The determining the body noise sound pressure of the target automobile based on the initial noise sound pressure and the material thickness variation corresponding to the at least one sheet metal part comprises the following steps:

2. The method of claim 1, wherein the obtaining the change in the thickness of the sheet metal part in the target automobile comprises:

and displaying a parameter input interface, and determining the material thickness variation carried in the parameter confirmation instruction as the material thickness variation of the at least one sheet metal part when the parameter input interface receives the parameter confirmation instruction.

3. The method of claim 1, wherein the determining the body noise sound pressure of the target automobile based on the initial noise sound pressure, the material thickness variation corresponding to the at least one sheet metal part, and the sensitivity coefficient comprises:

P _j ＝P ₀ +nλ _i *Δt _i

4. The method of claim 1, wherein the determining the body noise sound pressure of the target automobile based on the initial noise sound pressure, the stock-thickness average variation, and the sensitivity average coefficient comprises:

For the sensitivity average coefficient, the +.>

The average variation of the material thickness is obtained.

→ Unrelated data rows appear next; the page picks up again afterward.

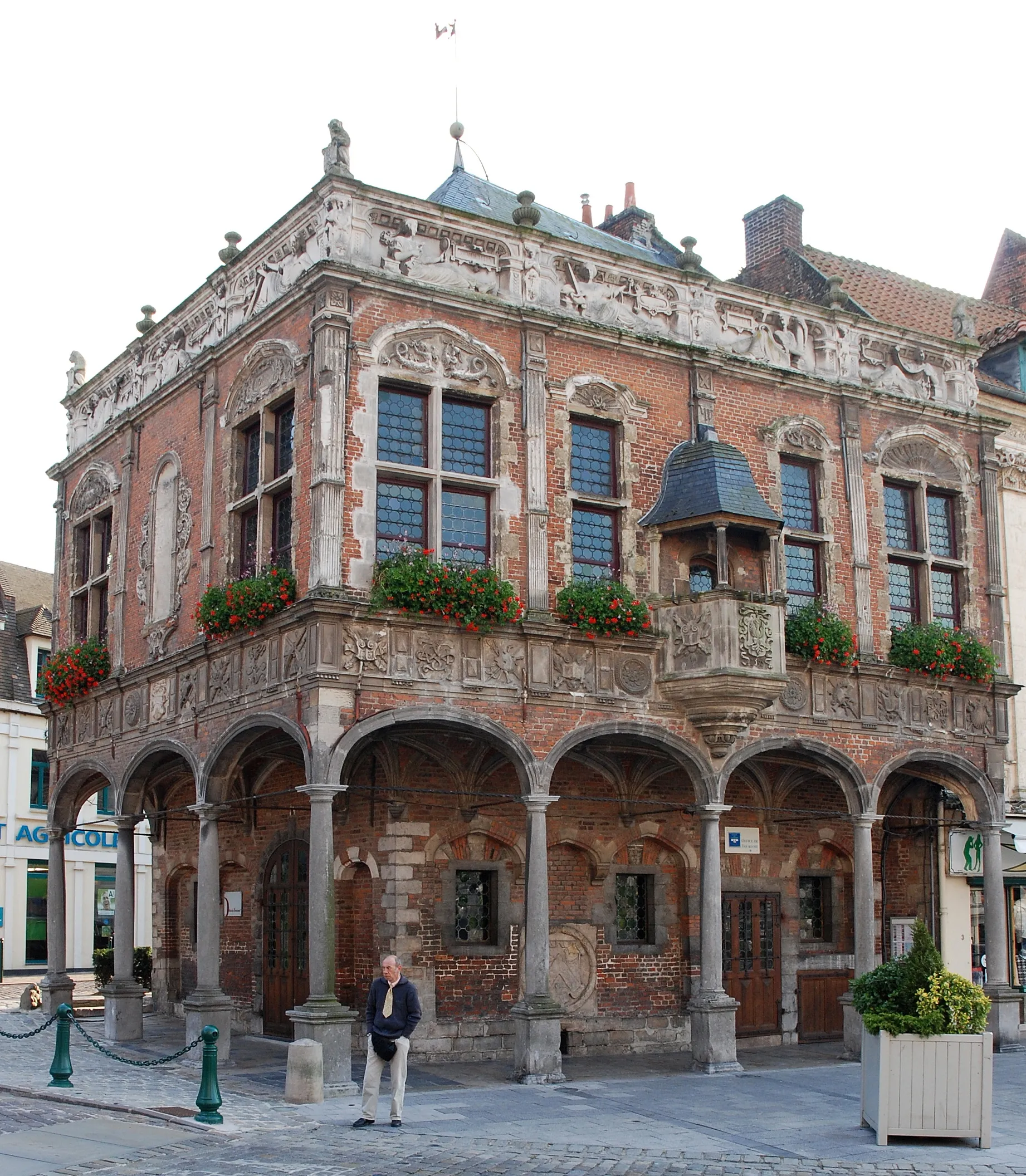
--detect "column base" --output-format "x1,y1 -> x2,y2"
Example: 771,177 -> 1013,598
39,972 -> 75,1017
181,988 -> 232,1067
511,996 -> 566,1085
984,984 -> 1024,1054
285,996 -> 359,1099
687,993 -> 744,1074
838,993 -> 862,1062
100,978 -> 144,1041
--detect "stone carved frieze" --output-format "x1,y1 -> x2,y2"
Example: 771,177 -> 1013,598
737,605 -> 773,669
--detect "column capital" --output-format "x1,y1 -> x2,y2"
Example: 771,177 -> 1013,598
295,781 -> 348,803
520,792 -> 559,812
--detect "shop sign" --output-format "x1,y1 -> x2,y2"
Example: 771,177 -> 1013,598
0,825 -> 118,849
947,829 -> 984,878
724,826 -> 759,854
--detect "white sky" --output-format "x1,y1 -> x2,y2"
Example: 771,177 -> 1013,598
0,0 -> 1026,568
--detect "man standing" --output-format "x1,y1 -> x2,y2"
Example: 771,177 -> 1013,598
353,956 -> 420,1126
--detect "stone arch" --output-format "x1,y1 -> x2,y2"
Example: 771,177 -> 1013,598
538,718 -> 719,803
327,704 -> 540,795
867,748 -> 1005,822
221,339 -> 307,427
359,318 -> 519,391
197,712 -> 313,803
719,736 -> 876,816
46,759 -> 118,832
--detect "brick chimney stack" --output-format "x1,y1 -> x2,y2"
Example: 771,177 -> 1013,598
744,197 -> 805,268
984,228 -> 1026,311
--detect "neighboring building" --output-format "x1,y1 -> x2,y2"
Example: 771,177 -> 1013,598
38,117 -> 1020,1088
0,564 -> 150,972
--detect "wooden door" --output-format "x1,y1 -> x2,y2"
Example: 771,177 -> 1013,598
263,841 -> 310,1037
724,894 -> 780,1037
798,972 -> 854,1041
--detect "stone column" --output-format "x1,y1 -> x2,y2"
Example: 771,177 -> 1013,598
286,785 -> 356,1099
840,812 -> 881,1061
687,805 -> 741,1074
512,794 -> 566,1084
101,816 -> 143,1041
184,805 -> 232,1065
980,822 -> 1023,1051
39,827 -> 75,1016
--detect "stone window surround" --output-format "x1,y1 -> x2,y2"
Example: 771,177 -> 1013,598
227,384 -> 300,574
434,857 -> 522,957
373,379 -> 500,566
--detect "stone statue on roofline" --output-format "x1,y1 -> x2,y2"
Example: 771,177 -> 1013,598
321,119 -> 353,180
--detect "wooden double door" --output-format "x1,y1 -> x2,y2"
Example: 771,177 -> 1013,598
724,894 -> 780,1037
263,841 -> 310,1037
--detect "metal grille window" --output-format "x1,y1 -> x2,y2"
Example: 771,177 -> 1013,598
573,507 -> 618,580
780,461 -> 819,531
617,874 -> 653,943
455,870 -> 498,943
798,875 -> 833,943
883,484 -> 915,552
784,542 -> 819,616
28,752 -> 50,808
377,482 -> 427,560
569,421 -> 617,497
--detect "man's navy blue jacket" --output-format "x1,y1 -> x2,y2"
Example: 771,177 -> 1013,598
367,976 -> 420,1040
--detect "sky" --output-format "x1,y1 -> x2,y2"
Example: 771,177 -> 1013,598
0,0 -> 1026,569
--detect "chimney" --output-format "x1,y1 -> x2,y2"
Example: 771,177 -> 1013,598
742,197 -> 805,268
984,228 -> 1026,311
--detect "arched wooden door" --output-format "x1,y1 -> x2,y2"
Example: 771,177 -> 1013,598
263,841 -> 310,1037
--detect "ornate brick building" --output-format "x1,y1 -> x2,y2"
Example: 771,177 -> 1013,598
47,124 -> 1019,1088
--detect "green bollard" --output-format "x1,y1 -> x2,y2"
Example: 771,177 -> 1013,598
50,1004 -> 74,1086
194,1026 -> 224,1123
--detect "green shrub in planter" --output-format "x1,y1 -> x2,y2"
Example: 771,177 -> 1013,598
852,920 -> 991,1037
555,580 -> 652,639
890,624 -> 994,682
784,600 -> 859,665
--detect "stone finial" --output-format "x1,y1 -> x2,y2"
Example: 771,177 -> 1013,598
680,237 -> 701,270
826,274 -> 848,311
513,189 -> 541,228
218,229 -> 242,266
321,119 -> 353,180
951,297 -> 976,344
69,351 -> 86,391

5. The method of claim 1, wherein after determining the body noise sound pressure of the target automobile based on the initial noise sound pressure, the material thickness variation corresponding to the at least one sheet metal part, and the sensitivity coefficient, further comprises:

6. A vehicle body noise determination apparatus, characterized by comprising:

the acquisition module is used for acquiring initial noise sound pressure of a target automobile, the material thickness variation corresponding to at least one sheet metal part in the target automobile and the sensitivity coefficient;

the first determining module is used for determining the noise sound pressure of the body of the target automobile based on the initial noise sound pressure, the material thickness variation corresponding to the at least one sheet metal part and the sensitivity coefficient;

the first determining module is configured to:

determining the average change of the material thickness of the change of the material thickness corresponding to the at least one sheet metal part and the sensitivity average coefficient of the sensitivity coefficient corresponding to the at least one sheet metal part; and determining the body noise sound pressure of the target automobile based on the initial noise sound pressure, the average change amount of the material thickness and the sensitivity average coefficient.

7. The apparatus of claim 6, wherein the acquisition module is to:

8. The apparatus of claim 6, wherein the first determination module comprises:

P _j ＝P ₀ +nλ _i *Δt _i

9. A computer readable storage medium, characterized in that the storage medium has stored therein a computer program which, when executed by a processor, implements the method of any of claims 1-5.